In light of all the foregoing, it is recommended that the District Court dismiss this action without leave to amend and without issuance and service of process. See Neitzke v. Williams, 490 U.S. 319, 324-25 (1989).
IT IS SO RECOMMENDED.
s/ Jacquelyn D. Austin
United States Magistrate Judge January 28, 2020
Greenville, South Carolina
Plaintiff's attention is directed to the important notice on the next page.
Notice of Right to File Objections to Report and Recommendation
The parties are advised that they may file specific written objections to this Report and Recommendation with the District Judge.
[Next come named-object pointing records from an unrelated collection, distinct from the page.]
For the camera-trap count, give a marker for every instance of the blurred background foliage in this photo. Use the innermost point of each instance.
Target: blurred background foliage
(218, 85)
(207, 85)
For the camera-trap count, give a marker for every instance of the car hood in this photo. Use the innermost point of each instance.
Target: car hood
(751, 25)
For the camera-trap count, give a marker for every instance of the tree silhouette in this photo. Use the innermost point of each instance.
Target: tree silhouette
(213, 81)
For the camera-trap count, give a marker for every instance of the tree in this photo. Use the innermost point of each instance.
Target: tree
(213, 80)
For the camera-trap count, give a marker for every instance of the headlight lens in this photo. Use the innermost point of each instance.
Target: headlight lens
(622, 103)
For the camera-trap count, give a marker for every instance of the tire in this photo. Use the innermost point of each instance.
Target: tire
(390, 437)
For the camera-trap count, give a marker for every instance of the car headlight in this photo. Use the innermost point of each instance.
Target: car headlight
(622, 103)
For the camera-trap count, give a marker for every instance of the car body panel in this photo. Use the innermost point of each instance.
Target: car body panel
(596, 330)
Objections must specifically identify the portions of the Report and Recommendation to which objections are made and the basis for such objections. "[I]n the absence of a timely filed objection, a district court need not conduct a de novo review, but instead must 'only satisfy itself that there is no clear error on the face of the record in order to accept the recommendation.'" Diamond v. Colonial Life & Acc. Ins. Co., 416 F.3d 310 (4th Cir. 2005) (quoting Fed. R. Civ. P. 72 advisory committee's note).
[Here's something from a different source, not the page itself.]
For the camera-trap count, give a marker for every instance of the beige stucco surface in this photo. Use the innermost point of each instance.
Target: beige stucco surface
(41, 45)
Specific written objections must be filed within fourteen (14) days of the date of service of this Report and Recommendation. 28 U.S.C. § 636(b)(1); Fed. R. Civ. P. 72(b); see Fed. R. Civ. P. 6(a), (d). Filing by mail pursuant to Federal Rule of Civil Procedure 5 may be accomplished by mailing objections to:
Robin L. Blume, Clerk
United States District Court
300 East Washington Street, Room 239
Greenville, South Carolina 29601
Failure to timely file specific written objections to this Report and Recommendation will result in waiver of the right to appeal from a judgment of the District Court based upon such Recommendation. 28 U.S.C. § 636(b)(1); Thomas v. Arn, 474 U.S. 140 (1985); Wright v. Collins, 766 F.2d 841 (4th Cir. 1985); United States v. Schronce, 727 F.2d 91 (4th Cir. 1984).